Junior defensive back Sean Chandler, who played cornerback for the Owls last year, is switching over to safety.
Chandler lined up at safety in Saturday’s 7-on-7 drills, usually covering one of the tight ends or inside receivers.
Coach Matt Rhule said plugging Chandler in at the safety position will allow him to make more plays on the defensive side of the ball.
“[Chandler] has a natural sort-of ability to make plays,” Rhule said. “We thought, ‘Hey if you put him at safety maybe he’ll sack the quarterback, make some tackles, knock the ball out, maybe be more of a playmaker.’”
Chandler recorded 65 tackles, one sack and four interceptions last year for the Owls.
Rhule said if needed Chandler can move back to cornerback this season to play man-to-man on the outside. The Owls lost three starters from their defensive backfield last year.
“It’s so hard to tell today, they’re just going through the assignments and all that,” Rhule said. “Tavon [Young] had some injuries down the stretch, so Artrel [Foster] and Nate [L. Smith] went and played and they played really well. We have some young safeties so we’re going have to find out how they fit and what they’ll do.”
Patton out, O’Donnell in
Kip Patton caught 12 passes for 168 yard for the Owls from the tight end position last season. Patton announced that he transferred to Tennessee Tech University last week.
Miami Hurricane transfer Jake O’Donnell, will help boost the position this upcoming season.
“I think he just fits right in with everybody else,” senior quarterback Phillip Walker said. “I think he’s doing a great job, he knows what he has to do. I think you can tell he’s been studying the playbook.”
O’Donnell, a local product from Central Bucks High School East, brings a 6-foot-6, 255-pound frame for Walker to target through the air. He caught one pass for 10 yards in limited action during his time with the Hurricanes. Rhule said O’Donnell is a big, strong, athletic kid who fits into the fabric of the team.

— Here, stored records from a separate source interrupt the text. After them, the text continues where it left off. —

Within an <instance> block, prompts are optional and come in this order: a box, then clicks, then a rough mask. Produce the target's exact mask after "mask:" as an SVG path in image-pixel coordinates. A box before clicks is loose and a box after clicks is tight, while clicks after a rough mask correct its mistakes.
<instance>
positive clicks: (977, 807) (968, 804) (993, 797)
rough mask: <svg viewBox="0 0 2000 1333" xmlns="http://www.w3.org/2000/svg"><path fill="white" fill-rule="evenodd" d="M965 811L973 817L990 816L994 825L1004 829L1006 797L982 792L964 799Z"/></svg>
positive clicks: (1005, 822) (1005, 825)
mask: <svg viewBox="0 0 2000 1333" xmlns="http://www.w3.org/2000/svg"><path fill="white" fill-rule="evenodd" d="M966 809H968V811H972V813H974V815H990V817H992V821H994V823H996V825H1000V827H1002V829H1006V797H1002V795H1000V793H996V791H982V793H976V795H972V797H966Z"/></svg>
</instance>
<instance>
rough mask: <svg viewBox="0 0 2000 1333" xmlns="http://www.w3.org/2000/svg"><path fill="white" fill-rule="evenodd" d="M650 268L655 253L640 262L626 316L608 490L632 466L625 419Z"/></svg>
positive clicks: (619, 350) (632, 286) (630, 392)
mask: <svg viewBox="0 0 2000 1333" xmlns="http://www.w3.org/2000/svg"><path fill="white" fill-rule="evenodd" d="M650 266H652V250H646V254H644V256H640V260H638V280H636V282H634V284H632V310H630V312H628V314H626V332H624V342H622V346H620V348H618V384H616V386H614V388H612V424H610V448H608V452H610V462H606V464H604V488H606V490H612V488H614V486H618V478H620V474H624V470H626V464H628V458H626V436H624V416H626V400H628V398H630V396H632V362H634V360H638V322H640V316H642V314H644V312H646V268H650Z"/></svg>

O’Donnell said he’s looking forward to playing with Walker this year, and that it feels good to be back in the Philadelphia area.
Rhule said the team will be splitting apart the practices by dividing the team in half in the first three days of camp.
“Most of the older guys, more experienced guys going in the morning,” Rhule said. “And then we’re really trying to have a focus on developing the young players where the coaches are working with them one-on-one.”
Rhule said they did it last year to an extent, but they’re doing it more this season to speed up the process of developing players.
“The biggest thing for a young player to play is being able to process the playbook and the information,” Rhule said. “So while they look good in drills, how quickly can they learn it? That’s why we’re doing this—trying to help them learn better and get a little more individualized attention.”
Deep receiving group
Robby Anderson, the Owls’ top wide receiver from a year ago, graduated and signed with the New York Jets in May.
Anderson led the Owls with 70 catches for 939 yards and seven touchdowns, but Rhule said the team has a lot of depth at the wide receiver position this upcoming season.
“We’re excited about all of those guys,” Rhule said. “[Keith] Kirkwood coming off of his redshirt year—big physical, fast kid, one of the fastest kids on the team. Ventell [Bryant]… in the middle of the year he was one of the better players in the league. Adonis [Jennings], Marshall Ellick, Brodrick Yancy, so there’s a lot of guys there we feel good about.”
Last season, Bryant caught 39 passes for 579 yards, while Jennings hauled in 14 receptions for 146 yards.
Along with the veterans, freshman wideout Isaiah Wright has also caught the coach’s eye early on.
“Isaiah is a guy that we think will definitely play this year,” Rhule said. “Can’t say that he will, but we feel that. He’s big strong, physical, he’s extremely conscientious.”